There was high statistical significant decrease in LVI in group 1A than group 1B with (p value < 0.001), this result was in agreement with a study done by Faisal et al. [20], who found that, LVI was lower in patients with EV (p value=0.001).
At cutoff point (9.4), the sensitivity of LVI that can predict EV was 74.63%, the specificity was 96.97 %, PPV was 98.04%, NPV was 65.31 %, accuracy was 82.00% and AUC = 0.973. These results were in agreement with Haktanir et al. [43], who found that, the best cut off point for LVI for prediction of EV was (10.36) with sensitivity of 85% and specificity of 77% and concluded that, LVI was a high sensitive and specific parameter in the diagnosis and prediction of EV.

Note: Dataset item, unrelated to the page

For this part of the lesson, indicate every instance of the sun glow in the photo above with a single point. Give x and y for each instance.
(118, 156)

However, Piscaglia et al., and Jeon et al., have reported different findings in the measured portal hemodynamic indices compared with the present study results. They reported that, Doppler measurements were not useful in distinguishing patients with liver cirrhosis from healthy individuals. However, clinical tests including biochemistry and ultrasonography would be useful in selecting eligible patients for screening endoscopy [46, 47]. This could be attributed to the difference in the number of patient and control groups, the difference in etiology of liver cirrhosis in western countries, and difference in the degree of hepatic decompensation.
Additional studies are required in a larger number of cirrhotic patients of different etiologies and different grades of Child classification for validation of portal hemodynamic indices and to determine universal best cut off values that can be safely recommended as noninvasive predictors of esophageal varices.